Important Note
You must add the MAC address of the Controller to your portal under the Hardware tab. Choose "Alcatel-Lucent AP (Controller based)" as the type. The MAC is printed on the sticker on the back of the Controller, or you can retrieve it by going to the "Monitoring > Controller Summary" page on the Controller web interface.
Login and Initial Setup
Login to your Alcatel-Lucent controller web interface and click Configure.
On the left, under Wizards, choose Campus WLAN.
Under the WLANs box, click New. Enter Guest WiFi as the name (or whatever you want the SSID to be).
WLAN Configuration
Click Next and configure with:
Forwarding Mode: | Tunnel (unless you have an existing setup) |
Click Next and configure with:
Radio Type: | All |
Broadcast SSID: | Yes |
VLAN: | 1 (unless you have a specific VLAN to use) |
Click Next and configure with:
Is this WLAN intended for internal or guest?: | Guest |
Click Next and configure with:
Captive portal with authentication via credentials: | Selected |
Click Next and then Next again on the Captive Portal options page.

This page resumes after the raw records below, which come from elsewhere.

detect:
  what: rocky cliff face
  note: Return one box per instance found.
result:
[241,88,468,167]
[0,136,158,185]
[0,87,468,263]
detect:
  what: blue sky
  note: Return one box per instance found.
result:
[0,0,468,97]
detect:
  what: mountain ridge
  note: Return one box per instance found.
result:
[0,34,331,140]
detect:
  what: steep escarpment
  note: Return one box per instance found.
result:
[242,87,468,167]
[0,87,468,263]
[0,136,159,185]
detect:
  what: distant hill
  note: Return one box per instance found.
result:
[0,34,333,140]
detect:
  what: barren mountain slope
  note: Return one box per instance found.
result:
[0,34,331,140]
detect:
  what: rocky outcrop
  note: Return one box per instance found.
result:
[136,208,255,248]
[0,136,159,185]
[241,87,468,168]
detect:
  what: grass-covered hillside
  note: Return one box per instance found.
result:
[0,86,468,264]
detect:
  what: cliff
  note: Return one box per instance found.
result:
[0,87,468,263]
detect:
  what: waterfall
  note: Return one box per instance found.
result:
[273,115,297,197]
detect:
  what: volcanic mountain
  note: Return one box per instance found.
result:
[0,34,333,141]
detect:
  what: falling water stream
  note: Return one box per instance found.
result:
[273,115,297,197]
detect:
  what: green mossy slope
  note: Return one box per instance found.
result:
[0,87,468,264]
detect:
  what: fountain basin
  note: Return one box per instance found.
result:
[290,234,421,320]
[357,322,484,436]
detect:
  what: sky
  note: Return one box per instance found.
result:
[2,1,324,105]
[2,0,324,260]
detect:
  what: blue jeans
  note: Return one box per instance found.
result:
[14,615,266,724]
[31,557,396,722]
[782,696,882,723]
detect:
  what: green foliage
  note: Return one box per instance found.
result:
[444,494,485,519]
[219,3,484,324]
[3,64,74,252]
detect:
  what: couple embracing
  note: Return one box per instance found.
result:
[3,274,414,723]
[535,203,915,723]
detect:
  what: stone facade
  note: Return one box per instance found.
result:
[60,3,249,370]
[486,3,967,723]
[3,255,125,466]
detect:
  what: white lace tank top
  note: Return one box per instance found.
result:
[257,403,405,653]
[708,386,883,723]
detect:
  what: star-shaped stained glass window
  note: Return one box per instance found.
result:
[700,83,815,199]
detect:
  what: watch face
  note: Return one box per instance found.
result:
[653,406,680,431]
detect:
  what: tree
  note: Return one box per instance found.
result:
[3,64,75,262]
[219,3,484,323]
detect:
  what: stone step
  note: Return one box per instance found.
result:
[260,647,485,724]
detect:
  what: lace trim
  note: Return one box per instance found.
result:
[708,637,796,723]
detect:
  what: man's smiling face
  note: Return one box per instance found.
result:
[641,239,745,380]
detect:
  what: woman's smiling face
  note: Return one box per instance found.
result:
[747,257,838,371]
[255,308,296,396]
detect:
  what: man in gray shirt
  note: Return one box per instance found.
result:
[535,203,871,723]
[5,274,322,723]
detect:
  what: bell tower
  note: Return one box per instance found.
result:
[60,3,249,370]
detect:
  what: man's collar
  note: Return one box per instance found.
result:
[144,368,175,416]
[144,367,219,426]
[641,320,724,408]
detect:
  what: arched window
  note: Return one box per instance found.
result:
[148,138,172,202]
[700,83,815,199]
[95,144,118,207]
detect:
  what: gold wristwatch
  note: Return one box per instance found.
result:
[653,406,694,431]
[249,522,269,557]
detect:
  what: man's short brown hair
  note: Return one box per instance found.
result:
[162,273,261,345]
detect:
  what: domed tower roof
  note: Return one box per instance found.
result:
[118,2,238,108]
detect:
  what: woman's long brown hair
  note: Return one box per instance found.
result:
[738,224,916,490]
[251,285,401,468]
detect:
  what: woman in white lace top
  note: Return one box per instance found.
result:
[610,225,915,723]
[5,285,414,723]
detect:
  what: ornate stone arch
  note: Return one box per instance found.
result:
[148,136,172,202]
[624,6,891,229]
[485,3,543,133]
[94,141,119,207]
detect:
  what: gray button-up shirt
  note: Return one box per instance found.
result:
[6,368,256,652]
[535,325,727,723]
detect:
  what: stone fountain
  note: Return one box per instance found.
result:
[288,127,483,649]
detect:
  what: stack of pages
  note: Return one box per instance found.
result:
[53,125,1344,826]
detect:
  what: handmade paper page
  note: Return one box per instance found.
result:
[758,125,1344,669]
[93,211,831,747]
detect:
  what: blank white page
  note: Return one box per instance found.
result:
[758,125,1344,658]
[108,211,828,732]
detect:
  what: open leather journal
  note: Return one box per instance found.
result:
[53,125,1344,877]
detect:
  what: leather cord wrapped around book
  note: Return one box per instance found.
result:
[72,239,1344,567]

Authentication Server Configuration
On the Specify Authentication Server page, click Add and configure with:
Server type: | RADIUS |
Name: | guest1 |
IP Address: | *insert radius_server here* |
Auth port: | 1812 |
Acct port: | 1813 |
Shared key: | *insert radius_secret here* |
Retype key: | as above |
Click OK and then Add again, this time configuring with:
Server type: | RADIUS |
Name: | guest2 |
IP Address: | *insert radius_server2 here* |
Auth port: | 1812 |
Acct port: | 1813 |
Shared key: | *insert radius_secret here* |
Retype key: | as above |
Click OK and then Next and configure with:
Pre-authentication role: | Guest WiFi-guest-logon |
Authenticated role: | guest |
Click Next and then Finish to confirm.
Advanced Services Configuration
Next, under Advanced Services on the left, click on Stateful Firewall. Select the Destination tab and click on Add. Configure with:
IP Version: | IPv4 |
Destination Name: | guestwifi |
Click the Add button and configure with:
Type: | name |
Domain Name: | *insert access_domain here* |
Click Add to save and add all the required domains one by one. Please refer to this list.
Click Apply to save.
Security Configuration
Next, under Security on the left, click Authentication.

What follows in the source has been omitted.